- Born: Richard Koz March 12, 1952 (age 74) Park Ridge, Illinois, U.S.
- Occupations: Actor, broadcaster
- Years active: 1972–present

= Rich Koz =

American actor and broadcaster (born 1952)

Rich Koz (born March 12, 1952) is an American actor and broadcaster best known for his portrayal of horror-movie host Svengoolie, as well as his early '90s children's cartoon showcase The Koz Zone. Koz is also the host of the syndicated Stooge-a-Palooza program. In 2021, he was inducted into the Rondo Hatton Classic Horror Awards' Monster Kid Hall of Fame.

== Beginnings ==
Koz got his start in broadcasting at WMTH-FM, the high school radio station at Maine East in Park Ridge, Illinois. While Koz was at Northwestern University, he sent the original Svengoolie, Jerry G. Bishop, material for the horror-movie program. Bishop subsequently invited Koz to join the show's staff.
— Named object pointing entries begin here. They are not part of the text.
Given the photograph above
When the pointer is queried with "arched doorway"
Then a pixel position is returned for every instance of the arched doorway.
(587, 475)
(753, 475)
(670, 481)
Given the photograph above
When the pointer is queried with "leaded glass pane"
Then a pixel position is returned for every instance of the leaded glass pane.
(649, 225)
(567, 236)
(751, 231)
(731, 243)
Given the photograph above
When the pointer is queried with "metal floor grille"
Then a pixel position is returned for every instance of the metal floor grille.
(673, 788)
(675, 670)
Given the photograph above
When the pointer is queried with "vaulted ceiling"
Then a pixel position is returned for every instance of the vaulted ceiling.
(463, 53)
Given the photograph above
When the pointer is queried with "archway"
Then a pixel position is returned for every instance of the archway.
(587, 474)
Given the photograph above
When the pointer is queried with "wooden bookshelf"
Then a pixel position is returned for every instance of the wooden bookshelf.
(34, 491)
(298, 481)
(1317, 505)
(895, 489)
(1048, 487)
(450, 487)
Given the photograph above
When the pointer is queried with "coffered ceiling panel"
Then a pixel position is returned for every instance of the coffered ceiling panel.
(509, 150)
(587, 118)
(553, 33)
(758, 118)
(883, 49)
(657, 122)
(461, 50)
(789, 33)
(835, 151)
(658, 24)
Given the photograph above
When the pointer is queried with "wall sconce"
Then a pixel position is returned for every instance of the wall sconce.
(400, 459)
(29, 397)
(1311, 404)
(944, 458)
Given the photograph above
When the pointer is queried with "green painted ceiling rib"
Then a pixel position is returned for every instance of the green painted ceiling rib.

When the show was cancelled in 1973, Bishop and Koz worked together doing mornings on WMAQ radio in Chicago, and Koz worked with radio legend Dick Orkin on commercials and syndicated features, including "ChickenMan Returns for the Last Time Again." When Bishop left for San Diego in 1978, he gave Koz permission to create a show known as Son of Svengoolie, now simply known as Svengoolie.

== Son of Svengoolie ==
In June 1979, on WFLD-TV Ch. 32, Koz began as Son of Svengoolie, winning numerous local Emmy awards, and having his show syndicated to sister stations in Philadelphia, Detroit, Boston, and San Francisco for a brief period. In 1986, after the station was acquired by the News Corporation, WFLD canceled Svengoolie, believing the show not dignified for a network affiliate. He did some freelance radio, including stints as a fill-in at WGN radio.

== The Koz Zone ==
From 1989 to 1993, Koz returned to WFLD (now "Fox 32") to host a new hosted movie show where he appeared to be "breaking in" to the Fox signal (a take-off of an actual event where WGN and WTTW had their signals pirated). The show was originally untitled, but viewers were asked to address letters to "Lose Weight by Selling Real Estate, No Money Down" until the show adopted the name The Koz Zone.

The show featured cartoons presented by Koz, interspersed by sketch comedy bits. This show won him his next local Emmy, and later became the daily Koz Zone for Kids. Koz also did mornings on WCKG radio for a brief period, co-hosted live 4 July and New Year's Eve programming, and became weekend and fill-in weather anchor for Fox 32 News.

== 1995–present ==
In 1995, Koz came back on the air as part of the launch team for newly independent station WCIU-TV, Channel 26. He became Svengoolie (after Jerry G. Bishop—the original Svengoolie from 1970 to 1973—told him he could drop the "Son of" because he was "all grown up now") and resumed weekly horror movie shows, along with numerous other duties. Koz, having won numerous regional Emmy Awards, was admitted to the NATAS/Emmy "Silver Circle" for "outstanding contributions to Chicago television". Starting in 2011, he began to be seen nationwide when his Svengoolie show became a regular Saturday night staple on the MeTV classic TV network.

In his Son of Svengoolie persona, Rich Koz is also known for the early 1980s 3-D broadcast of Revenge of the Creature (the sequel to Creature from the Black Lagoon) that resulted in a civil action lawsuit by people who felt they didn't get enough 3-D for the 89 cents they spent for the cardboard glasses.

In November 2012, Koz suffered a heart attack at his home. He had previously suffered a heart attack at his home a decade earlier, in March 2002.